Chronique des droits humains

Jeudi dernier, la Cour européenne des droits de l’homme a déclaré que l’Allemagne avait violé la Convention européenne des droits de l’homme en excluant des droits successoraux un enfant né hors mariage avant une certaine date.

La requérante, née en 1940, avait vécu dans l’ancienne République démocratique allemande jusqu’en 1984. Elle avait été reconnue par son père en 1951 qui vivait à l’époque en République fédérale allemande. Elle avait correspondu régulièrement avec son père et lui avait rendu visite chaque année de 1954 à 1959. Elle a déménagé en Bavière avec son époux et sa fille en 1984 et est régulièrement venue voir son père jusqu’en 2007. Son père est décédé au début du mois de janvier 2009.

Appliquant une loi du 19 août 1969, les tribunaux allemands ont dénié à la requérante tout droit sur la succession, car cette loi fixait au 1er juillet 1949 la date à laquelle les enfants nés hors mariage pouvaient être assimilés aux enfants issus d’un mariage.

L’article 14 de la Convention dispose que la jouissance des droits et libertés reconnus dans la Convention doit être assurée, sans distinction aucune, fondée notamment sur le sexe, la race, la couleur, la langue, la religion, les opinions politiques ou toutes autres opinions, l’origine nationale ou sociale, l’appartenance à une minorité nationale, la fortune la naissance ou toute autre situation. Cette disposition complète ainsi les autres clauses normatives de la Convention et de ses Protocoles et n’entre en jeu que si les faits du litige tombent sous l’empire de l’une au moins des desdites clauses. En l’espèce, c’est l’article 8 de la Convention, qui protège la vie familiale, qui entrait en ligne de compte vu la nature successorale du litige et les liens entre le père et la fille reconnue en 1951 déjà.

La Cour rappelle que dans la jouissance des droits et libertés reconnus par la Convention, l’article 14 interdit de traiter de manière différente, sauf justification objective et raisonnable, des personnes placées dans des situations comparables.
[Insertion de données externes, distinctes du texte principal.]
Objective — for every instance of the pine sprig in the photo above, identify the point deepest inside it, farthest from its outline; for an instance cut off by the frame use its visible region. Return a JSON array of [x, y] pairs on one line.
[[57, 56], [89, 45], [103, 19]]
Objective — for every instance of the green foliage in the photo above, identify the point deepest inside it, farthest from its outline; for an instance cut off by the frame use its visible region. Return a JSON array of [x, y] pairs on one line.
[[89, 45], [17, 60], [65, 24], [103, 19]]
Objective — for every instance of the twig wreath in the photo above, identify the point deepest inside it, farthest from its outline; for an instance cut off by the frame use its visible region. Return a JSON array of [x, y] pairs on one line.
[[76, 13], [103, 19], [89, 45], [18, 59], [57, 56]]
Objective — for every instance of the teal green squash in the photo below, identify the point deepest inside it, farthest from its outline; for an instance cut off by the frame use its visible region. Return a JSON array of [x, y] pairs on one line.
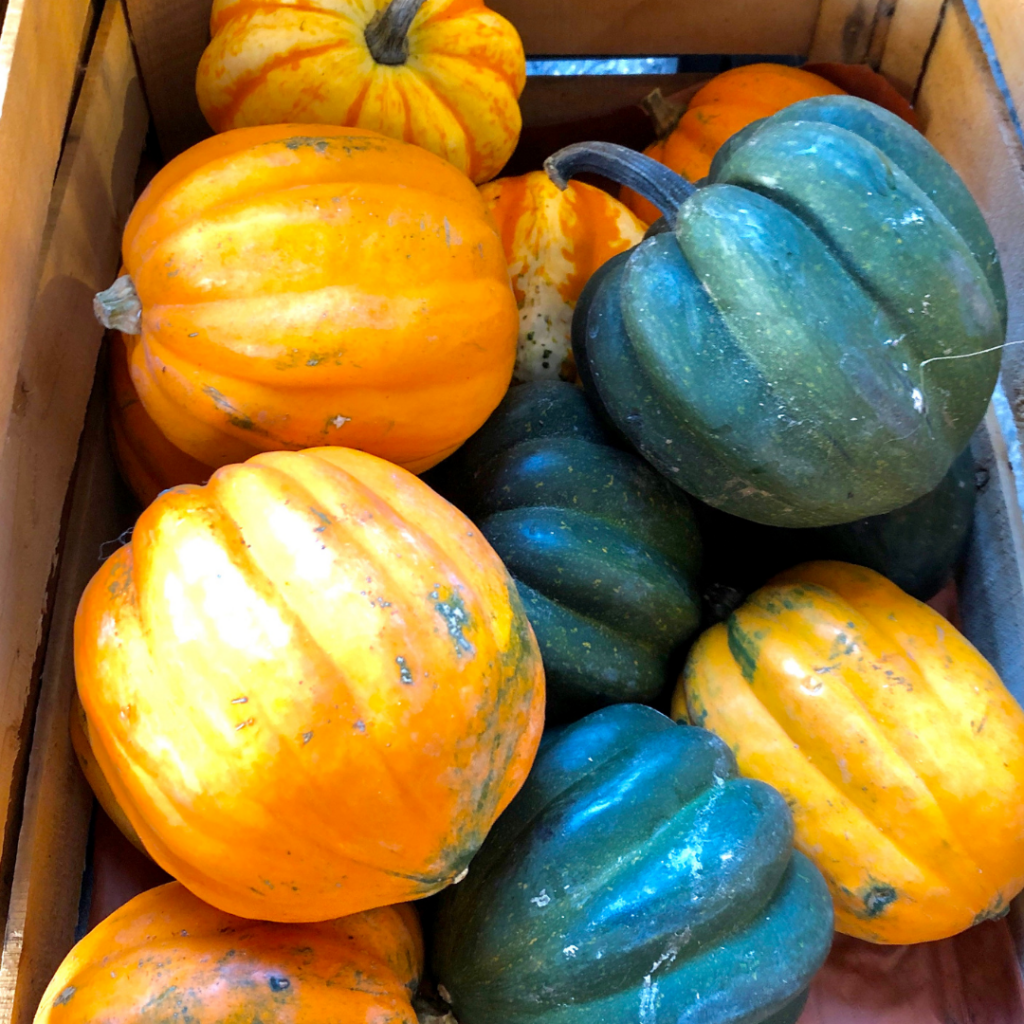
[[918, 547], [604, 551], [817, 336], [635, 879]]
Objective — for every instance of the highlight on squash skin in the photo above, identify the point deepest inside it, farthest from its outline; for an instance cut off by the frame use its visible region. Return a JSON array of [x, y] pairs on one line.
[[310, 685], [167, 956], [554, 241], [456, 93], [894, 741], [727, 103], [299, 290]]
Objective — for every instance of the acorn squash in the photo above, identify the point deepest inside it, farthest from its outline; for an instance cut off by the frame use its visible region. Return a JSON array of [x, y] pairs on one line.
[[817, 336], [718, 110], [895, 742], [604, 551], [309, 685], [635, 879], [916, 547], [166, 956]]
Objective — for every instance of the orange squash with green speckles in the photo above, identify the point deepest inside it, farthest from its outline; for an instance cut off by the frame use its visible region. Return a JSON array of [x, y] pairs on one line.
[[554, 241], [896, 744], [309, 684], [166, 955], [727, 103], [296, 286], [442, 74]]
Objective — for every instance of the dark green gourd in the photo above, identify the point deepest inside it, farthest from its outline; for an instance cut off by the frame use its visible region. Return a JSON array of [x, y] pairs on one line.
[[918, 547], [604, 551], [635, 880], [817, 336]]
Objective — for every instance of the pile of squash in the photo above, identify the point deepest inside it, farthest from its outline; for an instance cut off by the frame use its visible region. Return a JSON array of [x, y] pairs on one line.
[[632, 679]]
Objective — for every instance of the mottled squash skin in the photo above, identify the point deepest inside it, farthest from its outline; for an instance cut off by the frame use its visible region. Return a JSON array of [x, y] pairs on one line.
[[309, 684], [167, 957], [819, 337], [456, 93], [303, 286], [554, 241], [918, 547], [720, 109], [604, 551], [894, 741], [635, 879]]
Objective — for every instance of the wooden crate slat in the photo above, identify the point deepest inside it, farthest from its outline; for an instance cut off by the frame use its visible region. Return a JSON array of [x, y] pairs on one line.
[[58, 802], [662, 27], [91, 200], [845, 29], [40, 47], [908, 43], [967, 120], [1001, 27], [169, 40]]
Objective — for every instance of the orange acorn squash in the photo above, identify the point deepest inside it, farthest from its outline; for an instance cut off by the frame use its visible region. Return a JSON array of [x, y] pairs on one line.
[[100, 787], [297, 286], [729, 101], [166, 955], [443, 74], [894, 741], [148, 462], [554, 241], [310, 685]]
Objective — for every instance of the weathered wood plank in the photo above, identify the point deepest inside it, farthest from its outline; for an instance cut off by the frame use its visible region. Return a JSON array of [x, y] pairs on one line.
[[908, 43], [40, 47], [90, 202], [845, 29], [966, 118], [662, 27], [169, 40]]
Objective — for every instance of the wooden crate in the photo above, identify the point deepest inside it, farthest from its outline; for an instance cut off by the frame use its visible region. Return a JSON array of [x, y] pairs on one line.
[[81, 83]]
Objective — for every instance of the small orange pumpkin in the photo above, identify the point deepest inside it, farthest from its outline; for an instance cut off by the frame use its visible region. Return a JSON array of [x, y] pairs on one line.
[[166, 955], [720, 109], [294, 287], [894, 741], [309, 684], [553, 242], [148, 462], [443, 74]]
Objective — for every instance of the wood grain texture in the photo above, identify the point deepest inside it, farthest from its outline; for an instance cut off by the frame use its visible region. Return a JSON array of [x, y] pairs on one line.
[[90, 202], [1005, 22], [913, 26], [966, 119], [40, 47], [169, 39], [662, 27], [845, 30]]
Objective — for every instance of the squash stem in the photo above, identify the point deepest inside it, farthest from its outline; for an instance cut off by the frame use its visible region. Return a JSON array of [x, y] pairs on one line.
[[387, 33], [119, 307], [654, 181]]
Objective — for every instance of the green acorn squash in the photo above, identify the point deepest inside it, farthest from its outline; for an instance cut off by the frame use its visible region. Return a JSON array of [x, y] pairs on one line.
[[817, 336], [916, 547], [604, 551], [635, 878]]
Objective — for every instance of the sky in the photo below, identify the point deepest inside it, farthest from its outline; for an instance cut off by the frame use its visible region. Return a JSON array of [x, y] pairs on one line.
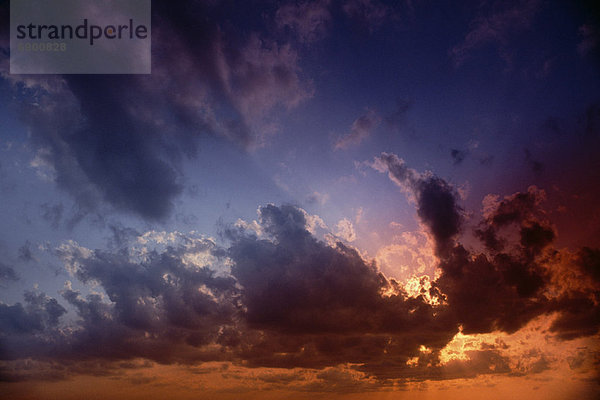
[[347, 199]]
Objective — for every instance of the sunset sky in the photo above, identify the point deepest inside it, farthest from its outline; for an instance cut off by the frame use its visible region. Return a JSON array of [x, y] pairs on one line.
[[346, 199]]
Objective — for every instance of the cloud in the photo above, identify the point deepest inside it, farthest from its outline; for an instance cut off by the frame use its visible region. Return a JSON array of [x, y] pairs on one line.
[[437, 204], [278, 297], [361, 128], [39, 313], [119, 140], [345, 230], [308, 20], [7, 274], [369, 14], [497, 28]]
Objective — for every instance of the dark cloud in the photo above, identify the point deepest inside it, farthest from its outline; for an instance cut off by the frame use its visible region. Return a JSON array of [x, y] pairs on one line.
[[309, 21], [368, 15], [290, 300], [52, 213], [119, 140], [437, 204], [25, 253], [39, 313], [7, 274], [458, 156], [536, 166], [397, 117]]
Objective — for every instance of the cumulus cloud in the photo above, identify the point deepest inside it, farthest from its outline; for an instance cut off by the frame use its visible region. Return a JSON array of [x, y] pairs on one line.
[[503, 21], [437, 204], [7, 274]]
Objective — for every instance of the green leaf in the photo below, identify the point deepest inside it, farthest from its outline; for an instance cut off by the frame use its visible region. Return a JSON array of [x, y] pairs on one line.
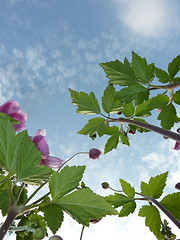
[[87, 104], [111, 143], [153, 220], [168, 116], [124, 139], [143, 71], [135, 92], [109, 103], [95, 125], [176, 97], [174, 66], [127, 209], [118, 199], [140, 129], [155, 186], [28, 158], [162, 75], [54, 217], [83, 204], [159, 101], [119, 73], [172, 203], [128, 109], [127, 189], [65, 181]]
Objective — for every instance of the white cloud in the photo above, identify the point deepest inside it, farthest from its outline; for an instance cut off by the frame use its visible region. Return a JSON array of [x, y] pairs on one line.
[[148, 18]]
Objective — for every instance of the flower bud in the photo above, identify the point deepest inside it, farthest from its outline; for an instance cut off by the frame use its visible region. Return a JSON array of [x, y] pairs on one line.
[[38, 234], [94, 153], [105, 185], [177, 186], [55, 237]]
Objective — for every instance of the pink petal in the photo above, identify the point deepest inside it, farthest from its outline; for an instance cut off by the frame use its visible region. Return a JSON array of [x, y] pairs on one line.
[[177, 146], [10, 107], [42, 145], [41, 132], [52, 162]]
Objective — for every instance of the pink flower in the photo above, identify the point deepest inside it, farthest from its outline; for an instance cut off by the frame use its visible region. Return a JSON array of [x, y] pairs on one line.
[[11, 108], [42, 146], [94, 153], [177, 146]]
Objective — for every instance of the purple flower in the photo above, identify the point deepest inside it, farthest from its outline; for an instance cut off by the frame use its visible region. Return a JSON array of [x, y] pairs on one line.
[[11, 108], [177, 146], [94, 153], [42, 146]]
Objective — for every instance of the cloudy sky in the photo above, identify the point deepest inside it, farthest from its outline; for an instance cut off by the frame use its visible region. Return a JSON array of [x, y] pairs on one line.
[[47, 46]]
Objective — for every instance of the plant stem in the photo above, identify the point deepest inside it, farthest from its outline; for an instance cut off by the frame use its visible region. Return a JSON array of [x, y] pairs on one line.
[[82, 232], [162, 131], [12, 213]]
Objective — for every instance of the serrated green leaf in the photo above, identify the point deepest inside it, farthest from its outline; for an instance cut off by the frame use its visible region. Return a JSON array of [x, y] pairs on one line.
[[83, 204], [127, 189], [143, 71], [172, 203], [119, 73], [28, 158], [162, 75], [174, 66], [111, 130], [54, 217], [65, 181], [109, 102], [127, 209], [155, 186], [111, 143], [159, 101], [176, 97], [128, 109], [168, 116], [153, 220], [118, 199], [87, 104], [95, 125], [124, 139], [140, 129], [136, 93]]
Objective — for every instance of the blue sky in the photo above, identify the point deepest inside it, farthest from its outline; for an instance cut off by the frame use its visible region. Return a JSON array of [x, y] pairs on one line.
[[47, 46]]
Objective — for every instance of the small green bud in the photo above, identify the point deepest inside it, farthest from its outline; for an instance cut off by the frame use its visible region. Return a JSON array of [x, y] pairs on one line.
[[105, 185], [38, 234]]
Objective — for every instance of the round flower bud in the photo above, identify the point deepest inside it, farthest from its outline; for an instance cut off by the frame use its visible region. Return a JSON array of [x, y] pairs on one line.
[[38, 234], [105, 185], [177, 186]]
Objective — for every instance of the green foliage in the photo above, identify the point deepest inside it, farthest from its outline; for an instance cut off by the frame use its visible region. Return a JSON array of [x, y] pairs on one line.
[[87, 104], [83, 204], [152, 219], [64, 182], [155, 186], [95, 125], [172, 203]]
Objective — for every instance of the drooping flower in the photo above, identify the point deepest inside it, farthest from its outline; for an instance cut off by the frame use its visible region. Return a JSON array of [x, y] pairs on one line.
[[11, 108], [42, 146], [94, 153], [177, 146]]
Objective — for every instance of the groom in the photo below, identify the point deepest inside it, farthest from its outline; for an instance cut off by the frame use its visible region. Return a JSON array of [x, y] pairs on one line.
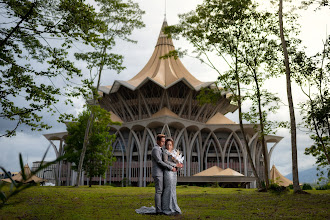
[[158, 166]]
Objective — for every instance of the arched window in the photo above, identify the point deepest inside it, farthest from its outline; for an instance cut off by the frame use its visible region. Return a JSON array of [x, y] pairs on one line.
[[234, 157], [147, 166], [117, 170], [181, 146], [212, 157], [195, 159], [134, 165]]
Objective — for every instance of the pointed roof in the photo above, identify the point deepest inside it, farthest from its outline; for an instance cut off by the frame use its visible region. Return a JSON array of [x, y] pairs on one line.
[[210, 171], [27, 171], [219, 118], [115, 118], [164, 112], [164, 72], [278, 178], [228, 172]]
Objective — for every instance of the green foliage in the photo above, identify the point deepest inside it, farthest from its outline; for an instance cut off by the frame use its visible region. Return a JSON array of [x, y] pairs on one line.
[[151, 184], [30, 61], [16, 188], [306, 186], [323, 187], [195, 202], [35, 53], [276, 188], [99, 149], [313, 76]]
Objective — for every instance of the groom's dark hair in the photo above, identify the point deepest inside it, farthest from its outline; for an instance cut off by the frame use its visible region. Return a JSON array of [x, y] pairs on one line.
[[160, 136]]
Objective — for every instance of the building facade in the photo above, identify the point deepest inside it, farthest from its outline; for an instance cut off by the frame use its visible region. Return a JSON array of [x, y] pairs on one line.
[[163, 98]]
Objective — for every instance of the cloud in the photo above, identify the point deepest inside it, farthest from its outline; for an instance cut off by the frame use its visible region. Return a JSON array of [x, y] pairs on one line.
[[31, 146]]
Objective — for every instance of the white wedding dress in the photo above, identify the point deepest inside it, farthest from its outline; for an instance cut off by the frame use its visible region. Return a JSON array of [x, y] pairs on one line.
[[169, 200]]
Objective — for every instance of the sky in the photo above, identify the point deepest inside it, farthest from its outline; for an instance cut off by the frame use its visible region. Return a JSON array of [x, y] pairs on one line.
[[32, 145]]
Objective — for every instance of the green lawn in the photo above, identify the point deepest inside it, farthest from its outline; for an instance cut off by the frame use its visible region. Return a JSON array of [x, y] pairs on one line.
[[105, 202]]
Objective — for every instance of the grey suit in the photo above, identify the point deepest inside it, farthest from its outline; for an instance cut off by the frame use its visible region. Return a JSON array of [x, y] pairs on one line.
[[158, 167]]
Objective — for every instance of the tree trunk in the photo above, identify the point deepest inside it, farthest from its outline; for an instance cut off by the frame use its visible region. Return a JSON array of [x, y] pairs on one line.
[[89, 123], [262, 133], [83, 152], [259, 186], [296, 186]]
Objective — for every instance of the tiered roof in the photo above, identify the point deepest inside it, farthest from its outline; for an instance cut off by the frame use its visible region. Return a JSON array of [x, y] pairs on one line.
[[164, 72]]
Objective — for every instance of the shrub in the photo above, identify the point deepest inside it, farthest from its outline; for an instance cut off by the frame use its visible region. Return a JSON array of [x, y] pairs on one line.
[[151, 184], [307, 186], [323, 187], [274, 187]]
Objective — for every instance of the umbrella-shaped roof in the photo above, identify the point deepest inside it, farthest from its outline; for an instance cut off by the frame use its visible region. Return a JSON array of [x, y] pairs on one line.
[[210, 171], [163, 72]]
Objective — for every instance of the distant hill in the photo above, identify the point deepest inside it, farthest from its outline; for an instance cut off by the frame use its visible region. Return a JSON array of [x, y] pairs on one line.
[[306, 176]]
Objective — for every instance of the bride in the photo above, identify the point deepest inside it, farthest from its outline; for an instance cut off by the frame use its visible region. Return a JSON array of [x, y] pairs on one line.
[[169, 200]]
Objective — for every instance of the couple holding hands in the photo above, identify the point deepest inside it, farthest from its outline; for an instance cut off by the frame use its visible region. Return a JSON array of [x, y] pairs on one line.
[[165, 163]]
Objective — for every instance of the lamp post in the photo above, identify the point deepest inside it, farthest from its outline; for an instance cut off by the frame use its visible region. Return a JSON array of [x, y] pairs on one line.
[[43, 174]]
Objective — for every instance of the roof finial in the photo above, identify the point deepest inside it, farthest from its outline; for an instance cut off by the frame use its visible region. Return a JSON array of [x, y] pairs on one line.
[[165, 12]]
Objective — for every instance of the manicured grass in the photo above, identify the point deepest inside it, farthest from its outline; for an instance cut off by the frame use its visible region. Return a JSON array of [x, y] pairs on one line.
[[105, 202]]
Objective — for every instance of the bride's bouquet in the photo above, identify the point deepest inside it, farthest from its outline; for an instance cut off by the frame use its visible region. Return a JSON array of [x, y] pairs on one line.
[[177, 156]]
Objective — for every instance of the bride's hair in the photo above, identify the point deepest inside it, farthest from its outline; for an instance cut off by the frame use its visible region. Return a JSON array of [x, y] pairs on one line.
[[169, 139]]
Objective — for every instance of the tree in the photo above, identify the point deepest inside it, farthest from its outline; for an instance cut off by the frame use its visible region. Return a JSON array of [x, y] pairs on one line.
[[293, 129], [98, 155], [35, 38], [120, 18], [314, 80], [244, 37]]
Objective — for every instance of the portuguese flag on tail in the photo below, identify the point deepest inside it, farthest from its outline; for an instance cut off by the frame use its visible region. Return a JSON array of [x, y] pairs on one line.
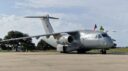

Pour juger de l’existence d’une justification objective et raisonnable, la Cour doit déterminer si la discrimination poursuit un but légitime et s’il y a un rapport raisonnable de proportionnalité entre les moyens employés et le but visé.

La Cour considère que les buts poursuivis par le pouvoir législatif à l’époque, à savoir la préservation de la sécurité juridique et la protection du défunt et de sa famille, pouvaient passer pour légitimes. En revanche, les moyens employés, soit l’exclusion des droits successoraux des enfants nés hors mariage avant une date charnière définie par la législation, ne sont pas proportionnés. A cet égard, la Cour rappelle que la Convention est un instrument vivant, à interpréter à la lumière des conditions actuelles. Or, les Etats membres du Conseil de l’Europe attachent de nos jours de l’importance à l’égalité, en matière de caractère civil, entre enfants issus du mariage et enfants nés hors mariage. De plus, les difficultés pratiques et procédurales pour prouver la filiation des enfants ont disparu depuis la date de l’adoption de la loi en 1969, le test de paternité basé sur des prélèvements d’ADN constituant à l’heure actuelle une méthode simple et très fiable.

La Cour a donc considéré que les tribunaux allemands avaient violé l’interdiction de la discrimination fondée sur la naissance en relation avec la protection de la vie familiale.

* Avocat au Barreau de Genève, membre du comité de l’Association des juristes progressistes.